Disparities in Dementia Care

How can we learn and support change?

What Is a Health Disparity?

A health disparity occurs when a group of people experience a higher exposure to risk factors and/or higher rates of illness, injury, disability, or death than other groups.

Health disparities can have a profound, negative effect on public health in the United States, entire populations and its individual communities. Dementia care and support services can vary widely depending on race, ethnicity, geography, and socioeconomic and political  factors. The ability for a person to get a timely diagnosis, manage the disease, and be able to access quality health care contributes to health disparities in dementia.

These disparities reach beyond clinical care to include underrepresentation of Black, Hispanic, Asian, and Native Americans in Alzheimer’s and dementia research in clinical trials. The Alzheimer’s Association’s Special Report, “Race, Ethnicity and Alzheimer’s in America,” found some very alarming trends around dementia care and treatment.

The surveys show that among non-White caregivers, half or more say they have also faced discrimination when navigating health care settings for their care recipient.
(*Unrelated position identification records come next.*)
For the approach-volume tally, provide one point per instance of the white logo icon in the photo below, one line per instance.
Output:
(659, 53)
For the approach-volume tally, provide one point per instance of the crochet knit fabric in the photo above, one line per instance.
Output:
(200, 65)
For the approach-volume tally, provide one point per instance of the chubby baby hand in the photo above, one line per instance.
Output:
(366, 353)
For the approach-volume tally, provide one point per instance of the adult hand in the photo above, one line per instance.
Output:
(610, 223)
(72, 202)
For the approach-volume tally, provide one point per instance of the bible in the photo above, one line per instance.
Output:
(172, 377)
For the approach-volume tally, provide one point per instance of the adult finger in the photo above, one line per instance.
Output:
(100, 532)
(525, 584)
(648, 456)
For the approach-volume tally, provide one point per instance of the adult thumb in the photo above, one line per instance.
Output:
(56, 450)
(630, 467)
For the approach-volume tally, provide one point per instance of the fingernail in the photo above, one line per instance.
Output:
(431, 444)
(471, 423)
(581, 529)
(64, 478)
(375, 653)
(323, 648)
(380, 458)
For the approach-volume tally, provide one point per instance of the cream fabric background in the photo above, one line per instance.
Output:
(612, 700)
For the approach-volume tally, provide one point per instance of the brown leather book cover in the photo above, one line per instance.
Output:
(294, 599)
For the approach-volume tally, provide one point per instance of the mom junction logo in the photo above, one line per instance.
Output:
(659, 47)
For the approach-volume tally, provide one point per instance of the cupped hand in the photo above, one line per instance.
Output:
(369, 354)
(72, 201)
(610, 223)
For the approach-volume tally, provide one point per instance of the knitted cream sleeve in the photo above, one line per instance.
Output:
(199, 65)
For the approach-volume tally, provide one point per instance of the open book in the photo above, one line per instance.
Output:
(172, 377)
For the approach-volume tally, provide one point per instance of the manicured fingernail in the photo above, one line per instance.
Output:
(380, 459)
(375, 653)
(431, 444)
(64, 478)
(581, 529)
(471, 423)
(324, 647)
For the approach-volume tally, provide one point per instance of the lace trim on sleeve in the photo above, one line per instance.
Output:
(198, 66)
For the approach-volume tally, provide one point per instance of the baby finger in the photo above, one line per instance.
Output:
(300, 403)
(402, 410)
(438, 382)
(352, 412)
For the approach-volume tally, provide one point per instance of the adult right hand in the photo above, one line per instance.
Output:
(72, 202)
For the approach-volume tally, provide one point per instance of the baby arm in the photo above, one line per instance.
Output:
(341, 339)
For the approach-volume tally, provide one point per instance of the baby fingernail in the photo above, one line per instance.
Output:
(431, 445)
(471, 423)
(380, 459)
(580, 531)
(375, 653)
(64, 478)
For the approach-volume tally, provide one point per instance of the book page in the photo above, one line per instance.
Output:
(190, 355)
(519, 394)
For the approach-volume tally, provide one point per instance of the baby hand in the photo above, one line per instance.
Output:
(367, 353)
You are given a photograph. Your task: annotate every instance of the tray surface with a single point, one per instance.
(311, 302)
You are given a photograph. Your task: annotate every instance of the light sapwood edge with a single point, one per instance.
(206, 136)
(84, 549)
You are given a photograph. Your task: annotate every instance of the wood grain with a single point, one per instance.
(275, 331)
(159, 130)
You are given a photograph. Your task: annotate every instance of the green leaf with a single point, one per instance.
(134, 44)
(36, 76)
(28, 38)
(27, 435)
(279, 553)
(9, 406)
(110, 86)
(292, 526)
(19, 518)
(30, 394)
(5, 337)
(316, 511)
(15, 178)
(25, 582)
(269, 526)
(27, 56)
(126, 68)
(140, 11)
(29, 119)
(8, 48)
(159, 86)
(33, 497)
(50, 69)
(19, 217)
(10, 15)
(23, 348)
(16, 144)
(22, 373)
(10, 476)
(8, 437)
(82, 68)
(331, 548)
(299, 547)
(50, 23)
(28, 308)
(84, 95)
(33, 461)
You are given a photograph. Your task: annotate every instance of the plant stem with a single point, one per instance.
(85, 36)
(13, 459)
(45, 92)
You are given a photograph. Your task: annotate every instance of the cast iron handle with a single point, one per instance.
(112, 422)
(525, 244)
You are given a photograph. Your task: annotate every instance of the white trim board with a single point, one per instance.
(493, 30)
Their top concern being that providers or staff do not listen to what they are saying because of their race, color, or ethnicity. This concern was especially high among Black caregivers (42%), followed by Native American (31%), Asian American (30%), and Hispanic (28%) caregivers. Fewer than 1 in 5 White caregivers (17%) expressed this view.


Underserved Populations Desire Health Care Providers Who Understand Their Ethnic or Racial Background.

Given their own experiences with discrimination, it is not surprising that non-White racial/ethnic populations feel it is important for Alzheimer’s and dementia care providers to be more culturally competent. This might extend to having the necessary humility to really hear patients and their symptoms. Responses from surveys indicate a strong desire for dementia health care providers who understand different racial and ethnic backgrounds, but many survey respondents say access to these providers is lacking.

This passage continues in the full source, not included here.